Background
Coronavirus Disease 2019 (COVID‐19) has affected every country globally, with hundreds of millions of people infected with the SARS‐CoV‐2 virus and over 6 million deaths to date. It is unknown how alcohol use disorder (AUD) affects the severity and mortality of COVID‐19. AUD is known to increase the severity and mortality of bacterial pneumonia and the risk of developing acute respiratory distress syndrome. Our objective is to determine whether individuals with AUD have increased severity and mortality from COVID‐19.
Methods
We utilized a retrospective cohort study of inpatients and outpatients from 44 centers participating in the National COVID Cohort Collaborative. All were adult COVID‐19 patients with and without documented AUDs.
Results
We identified 25,583 COVID‐19 patients with an AUD and 1,309,445 without. In unadjusted comparisons, those with AUD had higher odds of hospitalization (odds ratio [OR] 2.00, 95% confidence interval [CI] 1.94 to 2.06,
p
< 0.001). After adjustment for age, sex, race/ethnicity, smoking, body mass index, and comorbidities, individuals with an AUD still had higher odds of requiring hospitalization (adjusted OR [aOR] 1.51, CI 1.46 to 1.56,
p
< 0.001). In unadjusted comparisons, individuals with AUD had higher odds of all‐cause mortality (OR 2.18, CI 2.05 to 2.31,
p
< 0.001). After adjustment as above, individuals with an AUD still had higher odds of all‐cause mortality (aOR 1.55, CI 1.46 to 1.65,
p
< 0.001).
Conclusion
This work suggests that AUD can increase the severity and mortality of COVID‐19 infection.
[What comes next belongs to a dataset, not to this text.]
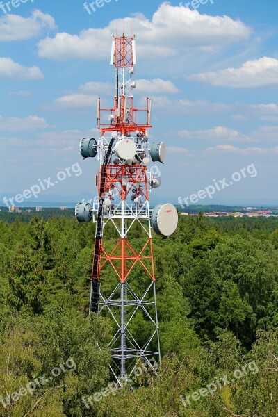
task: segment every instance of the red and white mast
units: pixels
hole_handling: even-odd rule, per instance
[[[148,167],[151,159],[164,162],[165,147],[163,142],[152,146],[149,143],[152,100],[147,99],[144,109],[133,106],[134,37],[113,37],[111,64],[115,67],[113,106],[101,108],[98,99],[100,136],[97,142],[83,139],[80,147],[84,158],[97,154],[100,161],[97,177],[99,202],[93,207],[86,203],[78,204],[76,215],[80,222],[93,218],[96,223],[90,311],[106,311],[116,324],[109,346],[113,360],[111,370],[119,378],[133,371],[136,358],[150,368],[150,358],[157,355],[160,359],[152,228],[158,234],[170,236],[177,227],[177,213],[170,204],[160,204],[153,211],[149,207],[149,192],[159,186],[161,180],[154,177]],[[104,238],[109,222],[118,236],[113,247]],[[141,231],[136,241],[132,236],[129,238],[135,224],[140,224]],[[100,283],[104,288],[106,281],[111,283],[113,279],[111,294],[100,291]],[[138,314],[152,325],[142,345],[131,331],[131,322]]]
This reinforces the need for clinicians to obtain an accurate alcohol history from patients hospitalized with COVID‐19. For this study, our results are limited by an inability to quantify the daily drinking habits of the participants. Studies are needed to determine the mechanisms by which AUD increases the severity and mortality of COVID‐19.